Unlike the all the other great biblical narratives in which God is a central character, the Holy One plays no explicit role in the Scroll of Esther. In the scroll as it is in life, God's presence is hidden. In our lives we evoke God's spirit in the manner in which we respond to life's challenges. Likewise, in the Megillah we discover God's saving power not through some great miracle but through the courage of Esther to stand before the wicked prime minister, Haman, and in the willingness of the Jews to stand up to their enemies and defend their homes and families.

At first the Megillah does not seem to be a book about the uses and abuses of power. It begins as an historical romance. We are caught by surprise when it turns from a love story into a story of political intrigue and bloody conflict. The opening chapters, which tell of the expulsion of Vashti, King Ahasuerus' first wife and the beauty contest worthy of a present day reality TV show to select a new one, lull us into expecting a story of romantic intrigue. With the selection of Esther as the new queen, we want to know if a Jewish orphan can find happiness as mistress of the royal court. Will the course of true love run true? We will never know.

Almost immediately, the mood of the story changes. New characters come to the forefront -- Mordecai, Esther's guardian and kinsman, and Haman the Agagite, the new royal vizier. Powerful human emotions of lust, power, pride and greed come into play as the protagonists struggle to overcome each other. The story ends not with a romantic reconciliation but with a bloody military victory which confirms Jewish power and ensures Jewish survival. Esther and Mordecai expose Haman's plot to slaughter the Jews and the Jews, dispersed throughout the empire, defend themselves and their families. On the thirteenth of Adar, the very day chosen by Haman for their destruction, the Jews assail their enemies and kill seventy five thousand of their foes.

Three times the Megillah uses the motif of feasting to help us examine the use and abuse of power. The book open with a description of King Ahasuerus' feasts for the elite of his empire and for the people of his capital, Susa. For Ahasuerus great feasts provide him with the opportunity parade his glory and authority in front of his satraps and people. The Persian king uses power is a tool to support his need for domination and his lusty appetites. Although it led to her dismissal, Queen Vashti's refusal to dance before the king, underscores the shallowness of his concerns.

The two private dinner parties Esther hosts for the King and the upstart prime minister Haman provide a second occasion for the Megillah to focus on the use of power. In his preparations for the feasts, Haman demonstrates his understanding of political power as a means for self-aggrandizement and for revenge. Yet this is his downfall. To reveal Haman's plot to the king, Esther cleverly exploits Haman's ego needs.

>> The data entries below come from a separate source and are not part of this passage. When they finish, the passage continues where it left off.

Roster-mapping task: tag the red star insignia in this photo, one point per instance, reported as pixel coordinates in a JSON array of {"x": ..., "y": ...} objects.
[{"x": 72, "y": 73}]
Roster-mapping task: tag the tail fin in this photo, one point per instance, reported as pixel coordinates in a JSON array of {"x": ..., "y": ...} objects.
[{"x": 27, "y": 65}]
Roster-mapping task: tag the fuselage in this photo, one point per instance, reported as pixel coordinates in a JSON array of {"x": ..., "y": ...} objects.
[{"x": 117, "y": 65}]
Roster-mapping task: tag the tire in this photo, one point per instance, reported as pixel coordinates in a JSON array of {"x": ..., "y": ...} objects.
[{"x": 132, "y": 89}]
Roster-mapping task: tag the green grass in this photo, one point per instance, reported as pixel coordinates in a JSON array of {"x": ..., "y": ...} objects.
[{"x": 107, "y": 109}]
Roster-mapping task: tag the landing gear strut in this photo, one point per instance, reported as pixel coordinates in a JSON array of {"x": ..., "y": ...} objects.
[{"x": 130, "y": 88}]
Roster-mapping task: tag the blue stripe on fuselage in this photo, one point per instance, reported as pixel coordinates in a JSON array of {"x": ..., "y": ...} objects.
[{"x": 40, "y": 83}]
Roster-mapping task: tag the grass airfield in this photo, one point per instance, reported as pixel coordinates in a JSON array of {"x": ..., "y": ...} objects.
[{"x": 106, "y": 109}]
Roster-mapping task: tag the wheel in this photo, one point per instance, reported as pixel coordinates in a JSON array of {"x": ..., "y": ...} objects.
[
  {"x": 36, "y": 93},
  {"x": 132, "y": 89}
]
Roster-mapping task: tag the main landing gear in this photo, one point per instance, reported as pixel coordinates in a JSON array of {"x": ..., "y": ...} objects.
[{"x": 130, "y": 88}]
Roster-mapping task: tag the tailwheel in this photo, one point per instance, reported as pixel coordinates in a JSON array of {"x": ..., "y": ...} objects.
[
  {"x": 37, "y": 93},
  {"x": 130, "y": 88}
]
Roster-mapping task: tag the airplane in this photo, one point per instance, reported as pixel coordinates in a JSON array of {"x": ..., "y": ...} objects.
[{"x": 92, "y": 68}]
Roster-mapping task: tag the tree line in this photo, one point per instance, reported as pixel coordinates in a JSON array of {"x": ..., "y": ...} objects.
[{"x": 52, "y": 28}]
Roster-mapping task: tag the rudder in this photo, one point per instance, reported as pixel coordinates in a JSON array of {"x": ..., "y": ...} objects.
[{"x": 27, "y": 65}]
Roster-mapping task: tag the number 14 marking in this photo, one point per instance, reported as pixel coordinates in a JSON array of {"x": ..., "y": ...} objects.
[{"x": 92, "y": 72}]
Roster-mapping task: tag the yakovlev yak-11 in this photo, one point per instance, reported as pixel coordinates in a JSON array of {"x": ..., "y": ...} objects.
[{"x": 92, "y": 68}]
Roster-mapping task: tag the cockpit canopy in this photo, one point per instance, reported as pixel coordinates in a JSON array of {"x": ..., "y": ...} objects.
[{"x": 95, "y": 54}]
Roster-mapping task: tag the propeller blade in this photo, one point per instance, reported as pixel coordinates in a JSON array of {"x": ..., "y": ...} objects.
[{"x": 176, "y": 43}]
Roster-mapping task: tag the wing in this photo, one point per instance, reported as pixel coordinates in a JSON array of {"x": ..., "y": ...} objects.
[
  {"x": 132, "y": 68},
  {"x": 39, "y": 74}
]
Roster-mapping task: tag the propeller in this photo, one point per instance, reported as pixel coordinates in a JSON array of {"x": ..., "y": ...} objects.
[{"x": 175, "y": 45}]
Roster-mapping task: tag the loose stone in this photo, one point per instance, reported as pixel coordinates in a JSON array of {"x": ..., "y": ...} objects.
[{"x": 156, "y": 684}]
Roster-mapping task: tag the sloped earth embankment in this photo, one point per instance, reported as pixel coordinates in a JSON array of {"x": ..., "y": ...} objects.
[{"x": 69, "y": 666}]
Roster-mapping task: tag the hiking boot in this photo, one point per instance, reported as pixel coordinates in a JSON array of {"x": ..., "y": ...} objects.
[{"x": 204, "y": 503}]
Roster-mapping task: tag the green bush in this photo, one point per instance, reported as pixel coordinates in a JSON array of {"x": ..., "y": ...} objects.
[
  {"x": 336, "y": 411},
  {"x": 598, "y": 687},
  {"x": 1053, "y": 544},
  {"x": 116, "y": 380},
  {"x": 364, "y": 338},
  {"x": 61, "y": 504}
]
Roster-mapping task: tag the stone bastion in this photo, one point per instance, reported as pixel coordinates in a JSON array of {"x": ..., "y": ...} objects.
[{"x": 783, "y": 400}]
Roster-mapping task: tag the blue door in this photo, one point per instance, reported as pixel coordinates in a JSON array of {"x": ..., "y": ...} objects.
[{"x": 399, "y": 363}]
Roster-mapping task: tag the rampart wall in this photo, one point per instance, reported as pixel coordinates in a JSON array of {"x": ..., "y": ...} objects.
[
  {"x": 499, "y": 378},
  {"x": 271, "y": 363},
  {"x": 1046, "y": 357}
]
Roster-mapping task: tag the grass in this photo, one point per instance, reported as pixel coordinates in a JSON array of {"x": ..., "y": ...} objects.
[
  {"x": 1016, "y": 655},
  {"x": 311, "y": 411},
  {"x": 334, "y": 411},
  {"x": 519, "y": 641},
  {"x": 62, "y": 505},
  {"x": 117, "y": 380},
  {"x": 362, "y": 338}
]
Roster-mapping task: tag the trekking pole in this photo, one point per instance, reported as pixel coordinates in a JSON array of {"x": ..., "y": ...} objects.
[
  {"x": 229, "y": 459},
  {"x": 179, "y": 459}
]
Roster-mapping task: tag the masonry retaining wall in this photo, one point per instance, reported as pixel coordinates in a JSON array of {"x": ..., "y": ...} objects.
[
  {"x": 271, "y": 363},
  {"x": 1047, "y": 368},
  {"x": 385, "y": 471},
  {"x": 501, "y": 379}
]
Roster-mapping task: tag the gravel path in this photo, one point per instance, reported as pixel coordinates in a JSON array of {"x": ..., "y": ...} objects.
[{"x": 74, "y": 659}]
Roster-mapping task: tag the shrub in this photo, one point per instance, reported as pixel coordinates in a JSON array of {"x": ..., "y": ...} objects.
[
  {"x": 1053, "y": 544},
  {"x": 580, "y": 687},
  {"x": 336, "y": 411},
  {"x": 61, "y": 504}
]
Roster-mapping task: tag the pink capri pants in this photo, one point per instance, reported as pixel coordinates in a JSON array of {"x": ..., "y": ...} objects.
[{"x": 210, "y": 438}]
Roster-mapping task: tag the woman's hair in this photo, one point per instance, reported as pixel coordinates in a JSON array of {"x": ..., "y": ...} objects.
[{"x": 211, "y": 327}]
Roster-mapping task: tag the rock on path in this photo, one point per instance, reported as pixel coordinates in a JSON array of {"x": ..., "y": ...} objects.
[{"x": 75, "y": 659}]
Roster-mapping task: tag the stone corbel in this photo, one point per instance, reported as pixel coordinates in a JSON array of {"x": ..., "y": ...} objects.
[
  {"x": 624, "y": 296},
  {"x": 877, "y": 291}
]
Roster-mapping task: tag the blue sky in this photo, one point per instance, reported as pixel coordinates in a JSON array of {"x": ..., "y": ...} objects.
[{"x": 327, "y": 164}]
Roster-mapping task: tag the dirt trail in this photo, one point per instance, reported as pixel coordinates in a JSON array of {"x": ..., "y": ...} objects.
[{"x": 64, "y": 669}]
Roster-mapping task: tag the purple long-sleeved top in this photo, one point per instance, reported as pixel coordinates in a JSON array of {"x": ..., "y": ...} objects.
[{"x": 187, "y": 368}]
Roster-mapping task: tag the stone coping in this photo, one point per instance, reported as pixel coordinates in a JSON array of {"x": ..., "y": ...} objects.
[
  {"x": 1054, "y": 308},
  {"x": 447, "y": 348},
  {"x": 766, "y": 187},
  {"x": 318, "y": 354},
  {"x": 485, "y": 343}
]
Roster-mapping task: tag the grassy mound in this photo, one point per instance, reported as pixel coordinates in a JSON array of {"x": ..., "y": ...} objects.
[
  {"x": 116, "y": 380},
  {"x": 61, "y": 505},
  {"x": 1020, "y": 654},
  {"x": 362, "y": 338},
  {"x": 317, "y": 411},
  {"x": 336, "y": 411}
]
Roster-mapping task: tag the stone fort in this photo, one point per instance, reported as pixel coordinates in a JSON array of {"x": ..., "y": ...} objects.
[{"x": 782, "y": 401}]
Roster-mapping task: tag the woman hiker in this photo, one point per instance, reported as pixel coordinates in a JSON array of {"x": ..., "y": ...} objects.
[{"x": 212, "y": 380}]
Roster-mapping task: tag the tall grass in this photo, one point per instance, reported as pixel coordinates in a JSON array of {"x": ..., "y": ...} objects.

The festive celebrations of the Jews decreed by Mordecai and Esther in honor of their unexpected deliverance present a third understanding of the uses of power. For the Jews and their leaders political and military power were not implements for domination or personal advancement. They were tools to be used to ensure personal and communal survival in a very dangerous world. Unlike Ahasuerus and Haman who hoped to despoil the Jews for their own personal needs, the Jews, led by Mordecai, sought no material reward from the spoils of battle.

In a highly entertaining manner, the Megillah directs our thoughts to very serious concern of the used of power. Reading the Scroll of Esther carefully, we can see negative examples in which power was used to indulge one's appetites and to threaten and oppress others. But we also see a positive example in which political and military power helped overthrow a tyrant and save our people. The Megillah exposes us to the abuses of power and to its benefits. When we use the power we have properly, we are able to transform our lives and the lives of others for the better. As we listen to the Megillah this year, may Mordecai and Esther teach us how to use the power we have, not for selfish gains, but to help ourselves and others enjoy the blessings of freedom and security.